American and British submarines are powered by reactors that are fuelled by highly enriched uranium (HEU), that is, weapons grade uranium. Even when the reactors reach the end of their operational life, they retain HEU and other high-level radioactive waste which will become Australia’s responsibility. There is no plan for the safe disposal of this waste. The implications for Australia’s NPT obligations are unclear.

This acquisition deal has serious deficiencies.

These deficiencies need to be addressed by a properly constituted Parliamentary Inquiry to reassure the Australian community that this is a reasonable deal with a reasonable chance of success at reasonable cost.
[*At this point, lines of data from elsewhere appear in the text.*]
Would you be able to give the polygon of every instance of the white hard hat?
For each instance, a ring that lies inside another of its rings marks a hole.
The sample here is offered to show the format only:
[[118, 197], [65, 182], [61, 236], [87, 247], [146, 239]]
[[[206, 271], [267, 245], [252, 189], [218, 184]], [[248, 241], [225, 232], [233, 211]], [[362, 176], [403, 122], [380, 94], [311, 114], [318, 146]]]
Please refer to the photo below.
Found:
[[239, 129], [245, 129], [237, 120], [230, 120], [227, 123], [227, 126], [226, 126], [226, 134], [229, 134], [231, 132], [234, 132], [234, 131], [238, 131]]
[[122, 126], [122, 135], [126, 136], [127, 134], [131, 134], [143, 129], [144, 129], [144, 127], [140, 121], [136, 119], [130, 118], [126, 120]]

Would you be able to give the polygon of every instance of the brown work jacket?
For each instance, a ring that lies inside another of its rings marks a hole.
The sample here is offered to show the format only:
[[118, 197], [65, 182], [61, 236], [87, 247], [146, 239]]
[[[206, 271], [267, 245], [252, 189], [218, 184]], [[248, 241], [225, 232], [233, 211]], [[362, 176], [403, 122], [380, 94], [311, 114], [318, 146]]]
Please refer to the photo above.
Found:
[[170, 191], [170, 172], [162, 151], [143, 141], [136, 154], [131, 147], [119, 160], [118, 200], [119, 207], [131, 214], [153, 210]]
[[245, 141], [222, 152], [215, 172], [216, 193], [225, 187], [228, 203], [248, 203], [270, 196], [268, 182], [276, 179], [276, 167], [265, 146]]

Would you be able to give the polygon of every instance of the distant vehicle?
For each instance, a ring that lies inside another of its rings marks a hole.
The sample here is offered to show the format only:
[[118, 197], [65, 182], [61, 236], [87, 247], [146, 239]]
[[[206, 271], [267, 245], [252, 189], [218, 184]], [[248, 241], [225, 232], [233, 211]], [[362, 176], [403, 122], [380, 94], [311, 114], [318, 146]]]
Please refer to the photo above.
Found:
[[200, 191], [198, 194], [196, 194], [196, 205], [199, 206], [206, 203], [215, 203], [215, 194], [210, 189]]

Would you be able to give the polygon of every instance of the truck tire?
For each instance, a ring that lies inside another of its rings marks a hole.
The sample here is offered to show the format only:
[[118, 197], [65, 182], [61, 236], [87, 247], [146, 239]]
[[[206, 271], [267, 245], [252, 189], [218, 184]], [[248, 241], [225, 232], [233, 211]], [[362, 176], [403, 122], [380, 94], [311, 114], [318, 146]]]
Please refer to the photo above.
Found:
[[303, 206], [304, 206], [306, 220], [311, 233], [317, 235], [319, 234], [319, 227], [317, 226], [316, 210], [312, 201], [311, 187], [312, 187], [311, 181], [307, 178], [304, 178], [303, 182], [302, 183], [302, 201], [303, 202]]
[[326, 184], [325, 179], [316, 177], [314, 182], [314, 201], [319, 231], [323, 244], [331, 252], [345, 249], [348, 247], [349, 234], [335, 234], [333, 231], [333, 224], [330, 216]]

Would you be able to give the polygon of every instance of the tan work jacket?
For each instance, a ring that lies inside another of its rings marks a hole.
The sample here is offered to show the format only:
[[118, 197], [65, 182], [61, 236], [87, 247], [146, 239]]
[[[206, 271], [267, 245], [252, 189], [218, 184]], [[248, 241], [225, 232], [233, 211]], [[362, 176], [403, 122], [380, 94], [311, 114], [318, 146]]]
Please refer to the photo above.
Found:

The Inquiry’s Terms of Reference should at a minimum address the following key issues:

  1. Are the strategic policy grounds for the deal well-founded? Do the changes in Australia’s strategic environment warrant such a significant investment in a single defence capability?
  2.  What are the implications of the apparent re-orientation of Australia’s defence policy from a focus on the enduring features of the direct defence of Australia against any possible adversary to a concentration on the forward defence of Australia against a specific adversary where the grounds for identifying a specific adversary are unclear and unsupported?
  3. Does Australia have the industrial, technological and educational capacities to support such a deal?
  4. What are the consequences for Australia’s standing in the Indo-Pacific region? How is Australia’s diplomatic capacity to be built up to manage the geo-political consequences of Australia’s nuclear-powered submarine deal for South East Asia and the Pacific?
  5. What are the consequences for Australia’s Defence force structure and strategic posture? How is Australia’s political and operational sovereignty to be defended and maintained?
  6. What are the implications for diversity within Australian industry, especially with respect to the development and maintenance of expertise and skills in a broad range of advanced technologies?
  7. How is the deal to be paid for? What opportunity costs arise, both within the Defence budget where inevitably there will need to be trade-offs and in the national budget where other important social policy priorities may need to be postponed or made subject to reduced funding?
  8. How are accountability and transparency surrounding the deal to acquire nuclear-powered submarines to be ensured, and how is value for money to be determined?
  9. What are the nuclear non-proliferation implications of this deal?

For these reasons, we, the undersigned, call for a Parliamentary Inquiry into the AUKUS nuclear-powered submarine deal as a matter of urgency.

THE HON. CARMEN LAWRENCE AO – Former Premier of WA and MP for Fremantle

SENATOR DAVID SHOEBRIDGE – Greens Senator for New South Wales

DOUG CAMERON – Former Senator for NSW

JANET HOLMES À COURT AC

PROFESSOR JAMES LAURENCESON – Director, Australia-China Relations Institute, UTS

DR EMMA SHORTIS – RMIT University

DR RICHARD DENNISS – Executive Director, The Australia Institute

THE HON. PETER GARRETT AM – Former MP for Kingsford Smith

SENATOR JORDAN STEELE-JOHN – Greens Senator for Western Australia

DR ROB OAKESHOTT – Former MP for Lyne

AIR MARSHAL RAY FUNNELL AC (Ret’d) – Former Chief of the Air Force

ARTHUR RORRIS – Secretary, South Coast Labour Council

ALLAN BEHM – Director, International & Security Affairs Program, The Australia Institute

THE HON. MELISSA PARKE – Former MP for Fremantle

SENATOR PENNY ALLMAN-PAYNE – Greens Senator for Queensland

TONY WINDSOR AM – Former MP for New England

MAJOR GENERAL MICHAEL SMITH AO (Ret’d) – Former Deputy Commander of the UN Peacekeeping Operation in East Timor

ALLAN GYNGELL AO – also intended to sign this letter.

His death has silenced a calm and gentle voice  that contributed so much to Australia’s foreign and security policy and our ability to help shape the world in which we live.

 

Republished from the Australia Institute, 18 May 2023.